Voulez-vous des timbres plus chers? Un facteur qui passe moins souvent? Moins de bureaux de poste? Il faudra peut-être en arriver là, indique un rapport indépendant commandé par Ottawa.

L'équilibre financier du service de courrier est précaire, révèle le comité piloté par Robert Campbell, spécialiste des questions postales. Son rapport publié jeudi est passé presque inaperçu. Il est pourtant urgent de s'y intéresser. Car ses recommandations risquent de bouleverser un service que nous tenons pour acquis.

 

Le modèle économique de Postes Canada s'effiloche. La société d'État a le monopole du «poste-lettres», ce qui lui permet d'offrir le service au même coût partout au pays.
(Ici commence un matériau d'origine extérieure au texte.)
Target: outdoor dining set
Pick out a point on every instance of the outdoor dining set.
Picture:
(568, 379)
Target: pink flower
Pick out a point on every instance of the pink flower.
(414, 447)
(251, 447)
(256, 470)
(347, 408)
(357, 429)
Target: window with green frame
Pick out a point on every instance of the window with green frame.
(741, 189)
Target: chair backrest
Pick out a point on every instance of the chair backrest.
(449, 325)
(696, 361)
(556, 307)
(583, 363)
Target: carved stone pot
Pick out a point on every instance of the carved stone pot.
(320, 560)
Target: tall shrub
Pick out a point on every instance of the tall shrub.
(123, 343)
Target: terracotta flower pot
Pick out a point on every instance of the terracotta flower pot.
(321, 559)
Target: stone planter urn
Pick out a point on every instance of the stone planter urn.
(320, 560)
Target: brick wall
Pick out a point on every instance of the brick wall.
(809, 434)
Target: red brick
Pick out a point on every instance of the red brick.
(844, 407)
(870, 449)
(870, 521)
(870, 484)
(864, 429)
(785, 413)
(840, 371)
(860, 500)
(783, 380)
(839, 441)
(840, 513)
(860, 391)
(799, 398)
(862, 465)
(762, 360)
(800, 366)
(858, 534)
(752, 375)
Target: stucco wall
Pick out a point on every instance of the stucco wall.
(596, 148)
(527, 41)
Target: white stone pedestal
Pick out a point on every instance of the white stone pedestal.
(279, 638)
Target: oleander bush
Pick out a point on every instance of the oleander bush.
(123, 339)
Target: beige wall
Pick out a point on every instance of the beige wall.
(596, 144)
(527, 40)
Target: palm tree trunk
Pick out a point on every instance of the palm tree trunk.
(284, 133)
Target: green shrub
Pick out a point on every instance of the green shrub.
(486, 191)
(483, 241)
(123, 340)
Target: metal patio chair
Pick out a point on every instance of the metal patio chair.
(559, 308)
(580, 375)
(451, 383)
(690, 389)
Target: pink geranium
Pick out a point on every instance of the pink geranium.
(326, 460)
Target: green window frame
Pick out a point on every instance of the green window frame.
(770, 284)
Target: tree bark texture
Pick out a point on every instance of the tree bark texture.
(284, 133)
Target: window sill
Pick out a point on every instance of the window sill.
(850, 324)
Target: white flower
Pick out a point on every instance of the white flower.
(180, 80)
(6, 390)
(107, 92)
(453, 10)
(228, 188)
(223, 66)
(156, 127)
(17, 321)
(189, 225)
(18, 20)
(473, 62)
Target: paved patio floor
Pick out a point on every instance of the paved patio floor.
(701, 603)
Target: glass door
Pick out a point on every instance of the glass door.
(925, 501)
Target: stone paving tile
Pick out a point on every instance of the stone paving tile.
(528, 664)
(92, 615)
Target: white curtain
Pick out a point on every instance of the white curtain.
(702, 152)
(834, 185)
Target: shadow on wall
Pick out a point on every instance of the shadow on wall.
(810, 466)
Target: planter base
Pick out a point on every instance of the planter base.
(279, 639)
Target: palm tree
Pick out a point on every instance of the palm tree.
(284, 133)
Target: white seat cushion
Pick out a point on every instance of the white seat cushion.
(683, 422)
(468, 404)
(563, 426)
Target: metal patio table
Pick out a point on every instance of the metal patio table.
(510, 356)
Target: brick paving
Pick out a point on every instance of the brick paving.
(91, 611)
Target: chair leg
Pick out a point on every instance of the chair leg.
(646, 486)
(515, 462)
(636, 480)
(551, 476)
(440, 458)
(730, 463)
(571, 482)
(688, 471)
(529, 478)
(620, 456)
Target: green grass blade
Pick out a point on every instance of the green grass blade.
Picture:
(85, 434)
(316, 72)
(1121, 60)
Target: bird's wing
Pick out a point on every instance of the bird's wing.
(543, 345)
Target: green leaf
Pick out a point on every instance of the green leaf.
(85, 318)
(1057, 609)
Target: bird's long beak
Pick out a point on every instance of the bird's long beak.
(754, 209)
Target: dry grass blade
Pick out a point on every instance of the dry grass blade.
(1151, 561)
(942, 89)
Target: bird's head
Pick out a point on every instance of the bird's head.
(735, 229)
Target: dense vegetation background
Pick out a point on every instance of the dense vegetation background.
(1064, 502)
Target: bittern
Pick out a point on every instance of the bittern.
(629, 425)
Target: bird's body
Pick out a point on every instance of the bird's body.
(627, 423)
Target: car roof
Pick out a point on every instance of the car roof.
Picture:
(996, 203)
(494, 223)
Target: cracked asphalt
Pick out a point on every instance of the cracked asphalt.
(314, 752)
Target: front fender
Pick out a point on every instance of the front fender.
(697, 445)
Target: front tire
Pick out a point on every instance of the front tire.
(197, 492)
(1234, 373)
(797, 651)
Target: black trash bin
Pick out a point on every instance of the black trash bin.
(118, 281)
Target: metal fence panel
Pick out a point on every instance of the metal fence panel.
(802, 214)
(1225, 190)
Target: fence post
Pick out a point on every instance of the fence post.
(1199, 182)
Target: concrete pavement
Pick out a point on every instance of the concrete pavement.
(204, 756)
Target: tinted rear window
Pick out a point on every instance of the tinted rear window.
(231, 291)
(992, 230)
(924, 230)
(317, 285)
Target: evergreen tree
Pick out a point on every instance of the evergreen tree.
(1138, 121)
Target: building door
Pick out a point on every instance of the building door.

Mais c'est de moins en moins rentable. Il y a 200 000 adresses de plus à desservir chaque année, mais chacune génère de moins en moins de revenus. En 2007, chaque foyer a reçu 373 articles de courrier en moyenne, contre 395 quatre ans plus tôt. On prévoit une érosion annuelle de 1% pour les cinq prochaines années.

Ça tombe mal, parce que la Société a besoin de faire des investissements majeurs. Trois milliards en sept ans, calcule la direction. Le réseau, les installations, l'équipement de tri et la technologie de l'information sont désuets en majeure partie, confirme le rapport. Tellement qu'on a parfois du mal à trouver des pièces de rechange.

La suggestion la plus audacieuse du comité? Réduire la fréquence de livraison. Les employés travailleraient du lundi au vendredi mais, en certains endroits, le facteur passerait seulement trois fois par semaine. Une solution choc qui mérite néanmoins d'être examinée. Il y a longtemps que les communications urgentes ne transitent plus par la poste ordinaire. Et la plupart des enveloppes qui atterrissent dans nos boîtes à lettres pourraient arriver deux jours plus tard sans que personne n'en souffre.

Le rapport parle aussi d'augmenter le prix du timbre de base de 5 à 7 cents au cours des deux prochaines années et d'imposer ensuite une majoration annuelle fixe. Personne ne s'en réjouira, mais on aurait tort de crier au vol. Depuis plus de 10 ans, les augmentations de tarifs sont limitées aux deux tiers de la hausse de l'IPC (indice des prix à la consommation). Une décision irresponsable, déconnectée de la réalité et qui fausse les perceptions de la population. Les Canadiens paient beaucoup moins cher que les Français, les Italiens, les Allemands ou les Japonais pour envoyer une lettre à l'intérieur de leurs frontières, alors que le territoire est beaucoup plus vaste et la population beaucoup moins dense.

Il est aussi grand temps de dépoussiérer le moratoire sur la fermeture des bureaux de poste ruraux, décrété il y a 15 ans. Pas pour éliminer les services en région, mais pour arrêter de protéger des zones depuis longtemps sorties de l'isolement rural comme Moncton... ou Boucherville.

La Société canadienne des postes a par ailleurs présenté un plan très ambitieux au comité. Il faudra l'examiner avec un oeil critique. Déjà, les PME et les grandes entreprises se plaignent de ses services «accélérés» ou «améliorés», plus coûteux et qui ne les intéressent pas. Les investissements futurs devront répondre aux besoins réels de la clientèle, et non aux idéaux de la direction.